Monday, September 6, 2021

Synthesizing Rules

One of the most important skills that law students need to learn in is how to synthesize rules from cases.  Yet, studies have shown that second- and third-year law students are not good at synthesizing rules.  I have heard two conference presentations by Professor James Stratman in which he has stated that, while second- and third-year law students are generally proficient at applying a single case to a set of facts, they are poor at synthesizing rules and applying several cases to a set of facts.  (see also here at 4)  This deficiency has developed because, except for perhaps a half a class in legal writing, synthesizing rules is not usually taught in law schools.  To help students develop this skill, first-year professors need to drill this skill, just like they do case analysis.

Synthesizing rules is important because the common law develops on a case-by-case basis.  One judge decides case A.  Another judge uses that case to decide case B, which is on similar facts.  The next judge then relies on cases A and B to determine case C, which becomes a new precedent.  In other words, each new case adds to the story of the rule.

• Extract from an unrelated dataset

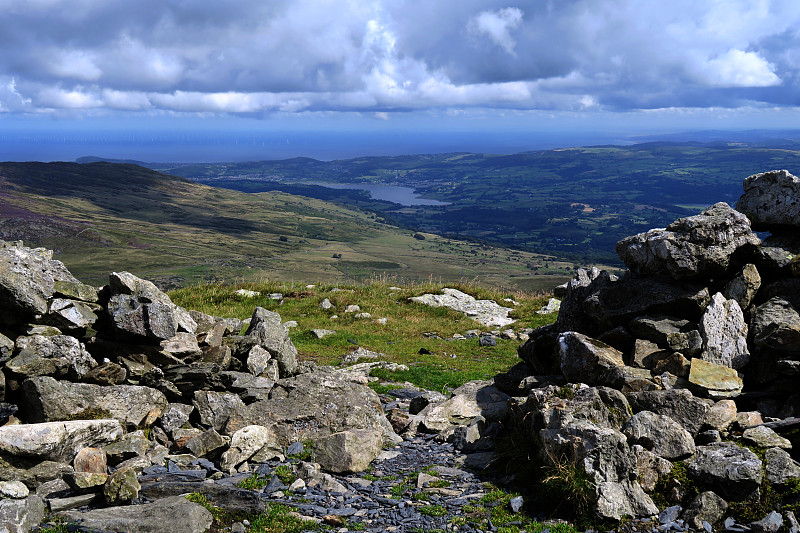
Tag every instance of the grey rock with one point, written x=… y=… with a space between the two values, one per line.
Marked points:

Synthesis in the law involves synthesizing rules in connection with a set of facts.  "Rule synthesis is the process of integrating a rule or principle from several cases."  (Paul Figley, Teaching Rule Synthesis with Real Cases, 61 J. Leg. Educ. 245, 245 (2011))  More specifically, "Lawyers begin this process of synthesis by first identifying the pieces of authority relevant to a legal issue and then fitting these pieces together to determine the overall analytical framework they reasonably support."  (Jane Kent Gionfriddo, Thinking Like A Lawyer: The Heuristics of Case Synthesis, 40 Tex. Tech L. Rev. 1, 4 (2007))  Most importantly, "Only in making sense of all of the cases will a lawyer be able to formulate a clear picture of the law to determine an appropriate solution to the legal problem at issue."  (Id. at 6)

There is not just one formula for synthesizing a rule.  How you synthesize a rule depends on the materials being synthesized.  Sometimes the materials will produce a single factor; other times the synthesized rule will comprise two or more factors.  Often, one case will provide a framework for the rule with other cases filling in.  Other times will you have to combine cases to produce the rule.

Learning case synthesis begins with synthesizing a single-factor rule.  First, one must find all the relevant cases on that issue in relation to the facts.  This usually means assembling all the mandatory authority from the governing jurisdiction.  You must also be able to understand what cases belong together (grouping).  Once you have determined the relevant group, you should carefully read the relevant cases, making sure you fully understand their reasoning, both explicit and implicit.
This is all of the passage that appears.